Wave 3: Jul 1982- Dec 1999

Why I counted this wave as wave 3? Well, the answer is that wave 3 has the strongest and rapid move within the sequence. Now we established a sequence of 5 wave pattern and the correction pattern as a guide line to work with, it"s time to take a look at wave 3.

1st Wave i:

Wave one began from Jun 1982 to Aug 1987. As I mentioned in prior part, O point is the point that every financial news and data reflecting pessimism about the market. Now we can look for our first 5 waves to count the first sub wave (wave i) of bigger wave 3. From Nov 1982 to Aug 1987 we have our first rebound from the depression.

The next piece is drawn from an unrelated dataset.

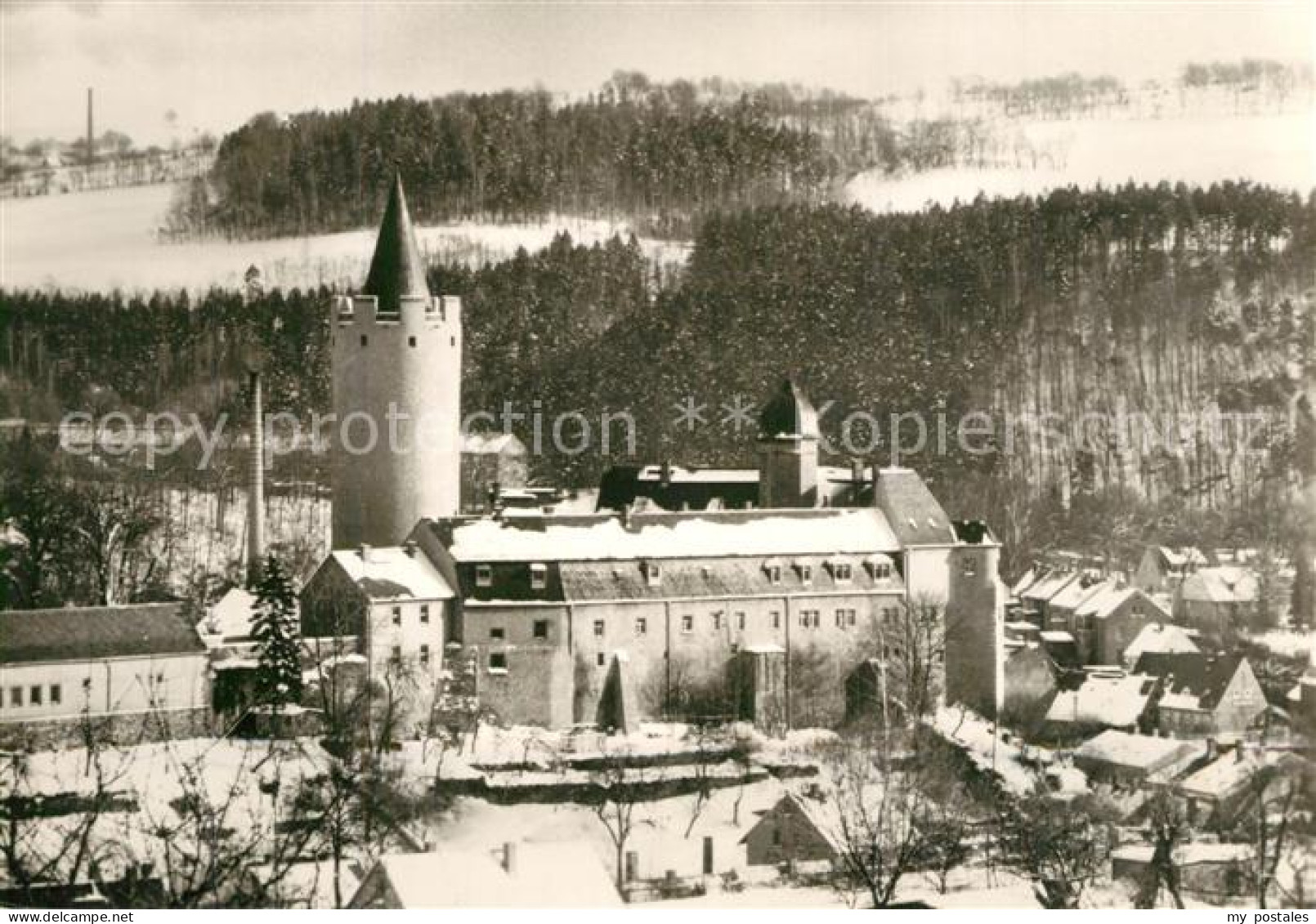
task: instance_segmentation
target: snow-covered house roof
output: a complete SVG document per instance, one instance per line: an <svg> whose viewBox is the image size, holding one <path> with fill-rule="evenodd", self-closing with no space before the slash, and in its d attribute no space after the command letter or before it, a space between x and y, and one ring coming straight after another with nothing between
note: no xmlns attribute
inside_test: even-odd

Unemployment rate goes down from 10.8% to 6% during that time. Inflation rate goes down from 7.1% in Jun 1982 and found its lows at 1.1% in Nov 1986 and backed to 4.3% at the end of the 1st wave in Aug 1987. Note that we are in the strongest move since the beginning of the sequence, therefore financial data is going to be in our favor and corrections would have less power during the wave 3 in this degree. It"s important to mention that wave 3 goes from 1,961 to 16,153 (inflation adjusted) that"s why I consider this wave as the wave 3 in the sequence.

2nd Wave ii:

Wave a

The 2nd wave is a correction wave. A corrective wave can be a sharp move in the opposite direction of the main trend or it could be a long sideways correction or a combination of both. From Jul 1987 first wave of correction wave 2 (wave a) started to form. Wave (a) is a sharp move against the main trend which followed by stock market crash, "Black Monday". Market crash began in Oct 19th, 1987. It started from Hong Kong which eventually came to Europe and US.

Wave b

After sharp move of the first correction wave, it"s time for wave (b) of corrective waves to unfold against the recent trend, in three wave. From Nov 1987 to Aug 1989 wave (b) let the market heal from the shock that wave (a) caused.

Wave c

The last wave of the correction waves began after wave (b) ended in Aug 1989. Wave (c) completed within the brief recession occurred from Jun 1990 to Feb 1991. With completion of last corrective wave, 2nd wave (ii) is done and we are ready for the 3rd wave (iii) within the wave 3 to unfold. This short recession made the base ready for the most powerful wave in the sequence.